Chronic obstructive pulmonary disease (COPD) is a type of lung disease that develops with the breakdown of lung tissue and the blockage of airways within the lungs. The disease is characterized by a chronic bronchitis and emphysema, and often includes symptoms like cough, shortness in breath, a tightness in the chest, and the production of mucus. Unlike asthma, COPD worsens over time. While COPD can be caused by genetics or air pollution, the most common cause is smoking. Early treatment for COPD, combined with smoking cessation, may ease symptoms and slow the progression of the disease.
Exercise therapy is known to improve quality of life and survival in patients with COPD, but increasing exercise capacity can be challenging, since physical activity can induce difficulties in breathing (dyspnea).

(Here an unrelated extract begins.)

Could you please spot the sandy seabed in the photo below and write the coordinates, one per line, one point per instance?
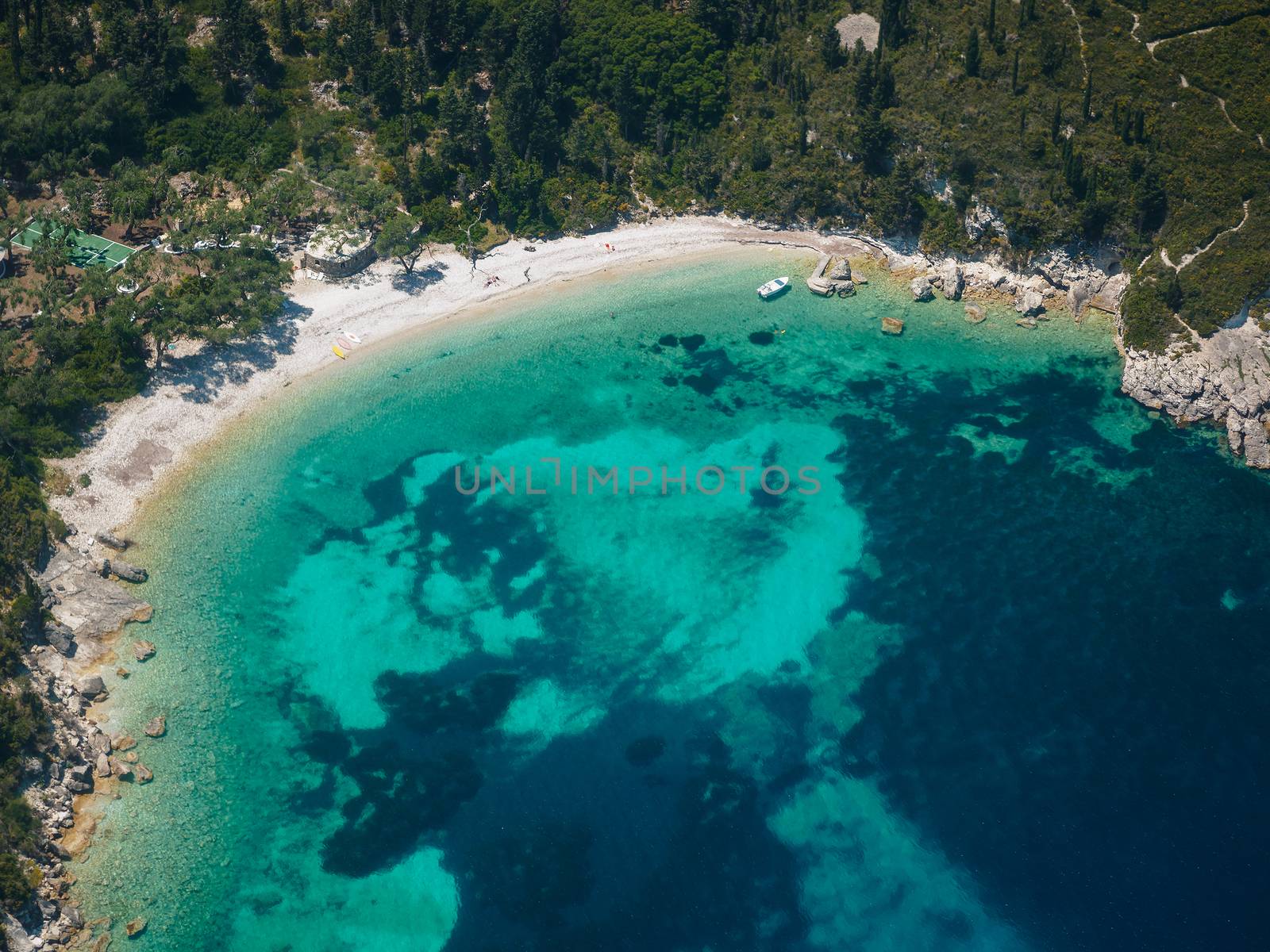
(200, 390)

Now preliminary research suggests that manual therapies may improve exercise capacity and symptoms in COPD patients. In a new study published in the Journal of Manipulative and Physiological Therapeutics, researchers studied a group of 15 patients with moderate COPD who were assigned to receive one of three interventions: 1) soft tissue therapy 2) spinal manipulation and soft tissue therapy (SM+ST); or 3) spinal manipulation, soft tissue therapy, and exercise (SM+ST+Ex).
Adding spinal manipulation or a combination of exercise and spinal manipulation improved dyspnea levels, compared to patients in the ST group. Patients receiving all three interventions had the best improvements in terms of lung function, as measured by the forced vitality capacity (FVC). These patients also had enhanced exercise capacity, which was measured by calculating changes in walking speed and distance before and after treatment.

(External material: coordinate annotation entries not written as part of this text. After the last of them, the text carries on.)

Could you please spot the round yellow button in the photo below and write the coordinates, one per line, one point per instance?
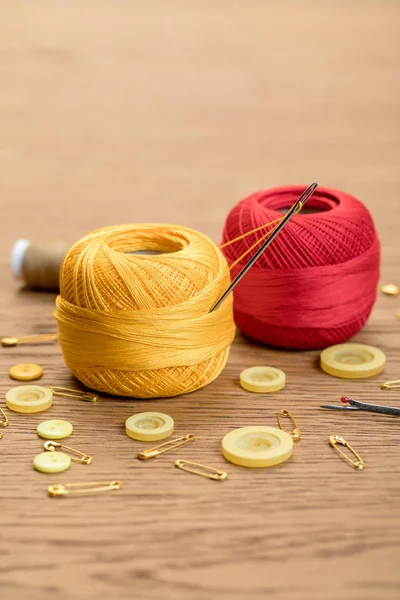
(263, 380)
(390, 289)
(352, 361)
(26, 372)
(149, 427)
(29, 398)
(52, 462)
(54, 429)
(257, 446)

Although exercise therapy has already been shown to boost exercise capacity in patients with COPD, this study suggests that the addition of manual therapies can lead to better lung functioning.
Patients with chronic pulmonary disease may have decreased chest wall mobility. This forces the respiratory muscles to work at sub-optimal lengths, leading to fatigue and remodeling of the muscles. Dysfunction in the thoracic spine may exacerbate chest wall rigidity. The authors of this study hypothesized that manual therapy could delay the onset of respiratory muscle fatigue by allowing the muscles to “operate closer to their optimal length.”

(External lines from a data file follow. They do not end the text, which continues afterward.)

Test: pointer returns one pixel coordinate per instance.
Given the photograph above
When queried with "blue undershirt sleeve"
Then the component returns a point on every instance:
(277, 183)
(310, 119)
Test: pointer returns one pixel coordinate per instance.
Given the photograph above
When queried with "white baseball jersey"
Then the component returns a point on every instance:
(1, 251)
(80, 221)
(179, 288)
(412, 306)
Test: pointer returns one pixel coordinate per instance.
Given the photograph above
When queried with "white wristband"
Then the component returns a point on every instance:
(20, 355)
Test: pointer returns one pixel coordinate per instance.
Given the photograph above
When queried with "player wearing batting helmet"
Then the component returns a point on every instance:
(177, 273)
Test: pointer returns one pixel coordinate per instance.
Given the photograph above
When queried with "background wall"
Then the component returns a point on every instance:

Chiropractors often use a combination of all three interventions (exercise, soft tissue therapy, and spinal adjustments) to relieve chronic pain associated with musculoskeletal conditions. While more research is needed to confirm the results, this study suggests a combined treatment approach may have the potential to benefit patients with chronic pulmonary disease.
Engel RM, et al. Short-term effects of a course of manual therapy and exercise in people with moderate obstructive pulmonary disease: a preliminary clinical trial. Journal of Manipulative and Physiological Therapeutics 2013; 36(8):490-496. doi: 10.1016/j.jmpt.2013.05.028.